At week 16, a higher proportion of patients treated with Taltz 80 mg Q4W achieved ASAS40 response compared to placebo at Week 16. Responses were similar regardless of concomitant therapies. Efficacious response was comparable between the Q4W and Q2W groups as well as among different starting doses with no meaningful differences. The improvements were also consistent in reducing signs and symptoms as well as physical function against placebo. The results were statistically significant and clinically meaningful.

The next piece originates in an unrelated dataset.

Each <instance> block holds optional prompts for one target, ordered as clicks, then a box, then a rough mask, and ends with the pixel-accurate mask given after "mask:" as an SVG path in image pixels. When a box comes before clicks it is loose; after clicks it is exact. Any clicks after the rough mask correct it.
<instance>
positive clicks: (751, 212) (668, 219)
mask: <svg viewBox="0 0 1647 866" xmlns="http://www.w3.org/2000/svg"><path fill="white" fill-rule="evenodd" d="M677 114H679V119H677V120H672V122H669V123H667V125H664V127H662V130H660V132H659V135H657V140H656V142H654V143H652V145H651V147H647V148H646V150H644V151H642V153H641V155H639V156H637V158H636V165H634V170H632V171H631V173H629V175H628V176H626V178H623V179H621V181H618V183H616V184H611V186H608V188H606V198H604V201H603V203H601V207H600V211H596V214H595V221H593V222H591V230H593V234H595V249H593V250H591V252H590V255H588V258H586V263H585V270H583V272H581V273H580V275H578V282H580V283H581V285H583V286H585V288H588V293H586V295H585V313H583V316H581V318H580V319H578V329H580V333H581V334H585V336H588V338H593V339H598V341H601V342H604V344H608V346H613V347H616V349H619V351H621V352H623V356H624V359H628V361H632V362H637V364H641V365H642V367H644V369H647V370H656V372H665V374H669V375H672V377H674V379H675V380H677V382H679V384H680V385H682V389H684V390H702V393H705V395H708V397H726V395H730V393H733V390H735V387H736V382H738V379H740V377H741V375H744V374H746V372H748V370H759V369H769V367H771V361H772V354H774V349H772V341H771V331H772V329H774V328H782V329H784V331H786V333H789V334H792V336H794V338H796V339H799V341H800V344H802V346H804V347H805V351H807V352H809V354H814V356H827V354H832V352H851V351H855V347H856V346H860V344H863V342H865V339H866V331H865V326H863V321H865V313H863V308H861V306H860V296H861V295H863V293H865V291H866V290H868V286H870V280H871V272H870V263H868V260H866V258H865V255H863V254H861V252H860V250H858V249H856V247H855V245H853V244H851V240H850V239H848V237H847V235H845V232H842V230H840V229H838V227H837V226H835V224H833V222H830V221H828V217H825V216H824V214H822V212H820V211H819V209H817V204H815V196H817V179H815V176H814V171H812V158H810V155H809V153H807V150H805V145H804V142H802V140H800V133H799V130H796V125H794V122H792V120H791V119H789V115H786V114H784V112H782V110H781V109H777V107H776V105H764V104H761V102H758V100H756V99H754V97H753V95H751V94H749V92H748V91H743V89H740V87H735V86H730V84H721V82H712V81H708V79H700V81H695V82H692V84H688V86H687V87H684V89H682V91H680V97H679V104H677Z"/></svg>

The safety profile of Taltz was consistent with previously authorized indications. The study did not identify any new safety signals. The most frequently reported adverse events were injection site reactions and infections. The safety and efficacy of Taltz has not been studied in special populations such as pregnant and breastfeeding women, and geriatric patients.

Overall, benefit-risk profile of Taltz for the treatment of adult patients with active nr-axSpA with objective signs of inflammation who have responded inadequately to, or are intolerant to conventional therapy, is considered favourable.